An entirely new set of terms and conditions was a key HR contribution to the success of the Lloyds TSB merger.
Peter Chadwick, head of employee relations at Lloyds TSB, told the recent Involvement and Participation Association annual conference at Grantham that HR positioned itself close to the new management team during the merger to avoid being seen as "peripheral" to the process.
He said, "When we suggested a new set of terms and conditions the executive practically fell over. They asked if we really thought it was practicable."
But Chadwick said HR pushed ahead with the move, believing it crucial to creating a forward-looking culture that would help the two organisations mould together.
He said, "In eight months we went from researching, debating, and negotiating, to implementing it in January 1997.

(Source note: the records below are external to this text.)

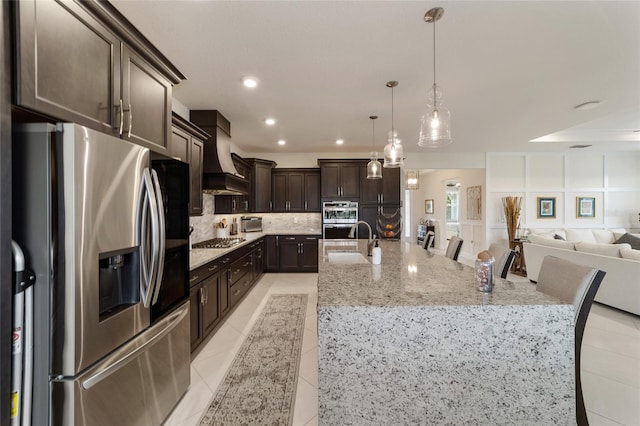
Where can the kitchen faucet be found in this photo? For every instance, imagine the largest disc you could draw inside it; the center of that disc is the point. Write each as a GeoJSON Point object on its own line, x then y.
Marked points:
{"type": "Point", "coordinates": [352, 234]}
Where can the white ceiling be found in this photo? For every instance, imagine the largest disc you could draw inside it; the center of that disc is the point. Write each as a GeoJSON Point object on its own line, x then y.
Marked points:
{"type": "Point", "coordinates": [510, 72]}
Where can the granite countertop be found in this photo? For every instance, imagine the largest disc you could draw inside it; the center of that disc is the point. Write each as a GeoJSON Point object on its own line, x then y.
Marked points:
{"type": "Point", "coordinates": [411, 276]}
{"type": "Point", "coordinates": [200, 257]}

"It brought people together. They didn’t talk about what they used to do. They were part of a new set of terms and conditions."
Lloyds employed 69,000 staff at the time of the merger four years ago, compared to TSB’s 28,000. The merged organisation has 87,500 employees.
Chadwick said around 12,000 jobs have been lost since 1996 but without any compulsory redundancies.
Another potential difficulty was that each organisation had a distinct identity based on customers with different backgrounds.
Although the Lloyds TSB brand was launched 15 months ago, Chadwick said he views it as a measure of the merger’s success that people often say they thought the name was introduced much earlier.
Chadwick said the changing political environment four years ago and management’s determination to make the merger work influenced the decision to closely involve the unions. This, he said, had creating a working relationship that has continued.
He added, "In comparison with the first few weeks there has been a real step change in union management relations. Union consultation is now a fundamental part of everyday life."